Another act of courage was President Jonathan’s spoken tacit support for men of the Joint Task Force. In reply to the plea from Borno Elders, the President replied point blank that he would not remove the JTF from Maiduguri without an undertaking from Borno elders of responsibility for any more bloodletting. A clearly angered President accused his “hosts”, of playing to the gallery over the unfortunate activities of the Islamic sect.

The Boko Haram insurgency even at infancy was a mere criminal act contrary to the laws of the land which states that Nigeria is a secular state with guaranteed fundamental rights. But ours is a country where you can get away with almost any crime, drive without a licence, and without vehicle registration, utilise fraudulent educational qualifications and get employed and be continuously promoted till you retire, be identified as a criminal and bribe courts to declare you are not so, abuse public office flaunting every provision in the constitution and not be sanctioned. The cumulative total of our institutionalised corruption, abuse of office by political office holders, and the capacity for culprits to get away with anything brought our country to its knees as we presently are.

When President Umaru Musa Yar’adua relying on security analyses gave orders for a pre-emptive action on Boko Haram, it was the step required of a leader. But the follow-up required even after Yaradua’s death, was a judicial panel of enquiry that would have given the public the stakes the nation was up against. It did not happen. Instead the ruling party rode the back of the tiger for a guarantee of the mandatory electoral 25% of Presidential votes. The foxes mingled with the sheep, and today walk free with murder and the death of thousands of innocents only on their conscience.

A situation in which insecurity in any state means that the affected state would bear the extra budgetary costs of maintaining security undermines the State. In the face of insufficiency and ineffective fund release of budgetary provision for armed forces, police and internal security, professionalism cannot but be compromised to a point the security community becomes suspect also. The Federal Government alone funds the Police and the Military, and should fund all extraordinary security challenges in states that entail the use of a Joint Task Force, even at that, justified only by a judicial probe of circumstances.

Between President Goodluck Jonathan and the Borno Elders Forum, lies knowledge of the truth about Boko Haram. The two parties, staring each other in the face at that town hall meeting should have told each other and us, that whole truth, instead of play to each other’s gallery. President Jonathan said he knew and dined with them.
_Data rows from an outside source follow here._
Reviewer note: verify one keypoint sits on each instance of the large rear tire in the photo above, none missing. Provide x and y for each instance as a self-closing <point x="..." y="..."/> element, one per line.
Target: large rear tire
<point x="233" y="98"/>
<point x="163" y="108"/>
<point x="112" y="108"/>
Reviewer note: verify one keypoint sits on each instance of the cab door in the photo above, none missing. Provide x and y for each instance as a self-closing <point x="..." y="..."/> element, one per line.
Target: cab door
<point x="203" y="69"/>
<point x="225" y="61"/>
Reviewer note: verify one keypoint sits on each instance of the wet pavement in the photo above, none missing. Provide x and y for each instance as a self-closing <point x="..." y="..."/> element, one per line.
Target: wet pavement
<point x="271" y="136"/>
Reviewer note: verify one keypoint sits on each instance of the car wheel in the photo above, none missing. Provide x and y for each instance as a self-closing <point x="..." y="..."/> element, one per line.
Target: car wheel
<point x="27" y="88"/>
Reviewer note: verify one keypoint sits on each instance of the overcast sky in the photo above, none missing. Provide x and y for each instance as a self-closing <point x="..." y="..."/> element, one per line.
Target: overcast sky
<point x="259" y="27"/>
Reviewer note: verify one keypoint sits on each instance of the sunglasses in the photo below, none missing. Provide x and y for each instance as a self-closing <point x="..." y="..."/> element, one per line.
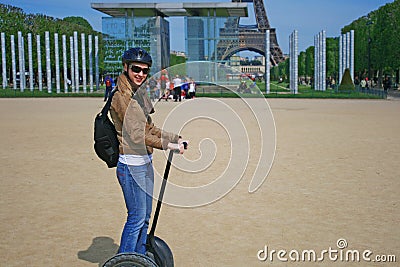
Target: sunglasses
<point x="137" y="69"/>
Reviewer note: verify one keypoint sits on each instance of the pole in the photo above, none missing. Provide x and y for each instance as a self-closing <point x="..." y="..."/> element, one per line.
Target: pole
<point x="39" y="62"/>
<point x="3" y="59"/>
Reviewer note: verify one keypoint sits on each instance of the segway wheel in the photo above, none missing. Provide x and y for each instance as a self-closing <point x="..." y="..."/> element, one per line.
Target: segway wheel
<point x="129" y="260"/>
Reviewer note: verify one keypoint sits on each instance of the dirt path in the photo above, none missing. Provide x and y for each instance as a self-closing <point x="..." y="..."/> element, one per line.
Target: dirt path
<point x="335" y="175"/>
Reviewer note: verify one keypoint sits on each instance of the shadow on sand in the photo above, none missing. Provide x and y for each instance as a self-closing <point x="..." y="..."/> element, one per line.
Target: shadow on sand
<point x="101" y="249"/>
The Boko Haram spectre is a stain on his tenure record and only naming them and taking decisive action can blot the stain out.
On the other hand, the Borno elders are between the hammer, which is the Joint Task Force, and the anvil, which is the brutal Boko Haram. But they cannot pretend not to know those behind the mayhem which has completely dismembered the entire Kanem-Bornu. They should boldly name them.

Between these two parties lie all truths and the way out of the insurgency.